La giudice Maria Servini de Cubria ha ordinato oltre 30 perquisizioni che, secondo quanto riferisce il quotidiano Clarín citando fonti della magistratura, mirano a ricostruire la movimentazione di circa 500 milioni di dollari attraverso la società finanziaria Sur Finanzas, legata a doppio filo alla AFA attraverso contratti di sponsorizzazione.

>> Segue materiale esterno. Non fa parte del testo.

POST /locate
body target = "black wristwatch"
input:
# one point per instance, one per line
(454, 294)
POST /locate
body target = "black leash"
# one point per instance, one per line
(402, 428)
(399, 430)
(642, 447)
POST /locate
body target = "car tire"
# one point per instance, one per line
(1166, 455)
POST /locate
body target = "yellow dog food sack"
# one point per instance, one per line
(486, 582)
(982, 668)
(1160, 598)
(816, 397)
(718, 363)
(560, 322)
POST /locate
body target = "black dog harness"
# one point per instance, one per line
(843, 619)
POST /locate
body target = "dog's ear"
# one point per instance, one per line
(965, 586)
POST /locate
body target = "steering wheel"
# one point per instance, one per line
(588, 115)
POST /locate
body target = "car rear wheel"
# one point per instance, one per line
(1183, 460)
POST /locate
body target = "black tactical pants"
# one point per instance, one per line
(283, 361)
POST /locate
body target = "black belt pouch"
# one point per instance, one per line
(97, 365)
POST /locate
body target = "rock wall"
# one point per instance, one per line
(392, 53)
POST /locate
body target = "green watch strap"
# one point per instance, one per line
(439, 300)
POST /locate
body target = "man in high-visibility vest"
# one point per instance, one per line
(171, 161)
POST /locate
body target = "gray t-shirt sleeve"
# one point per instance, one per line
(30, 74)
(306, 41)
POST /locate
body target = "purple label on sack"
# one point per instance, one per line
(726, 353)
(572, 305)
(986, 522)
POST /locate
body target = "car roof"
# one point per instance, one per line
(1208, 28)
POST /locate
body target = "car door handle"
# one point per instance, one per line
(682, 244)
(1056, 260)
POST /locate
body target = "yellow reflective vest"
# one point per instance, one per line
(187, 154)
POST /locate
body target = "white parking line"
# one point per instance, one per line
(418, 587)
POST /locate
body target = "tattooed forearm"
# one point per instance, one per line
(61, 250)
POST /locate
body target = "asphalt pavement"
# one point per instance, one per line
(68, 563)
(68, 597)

L'operazione, si riferisce, avrebbe portato martedì al sequestro di documentazione, dischi rigidi e computers oltre ad una somma imprecisata in valuta estera (dollari) e in pesos. L'indagine ha preso il via a partire da una denuncia dell'Unità di investigazione finanziaria (UIF) dipendente dal governo di Javier Milei e si inserisce nel quadro di uno scontro aperto tra esecutivo e il presidente della AFA, Claudio 'Chiqui' Tapia, che si oppone al progetto di Milei di trasformare i club da società sportive senza fini di lucro in Srl.
Campionato sospeso
In risposta a quella che considera una 'persecuzione' del governo l'AFA ha preso una iniziativa senza precedenti annunciando la sospensione delle gare previste per la nona giornata del torneo Apertura, tra il 5 e l'8 marzo, in concomitanza con la convocazione di Tapia per essere ascoltato dalla giustizia.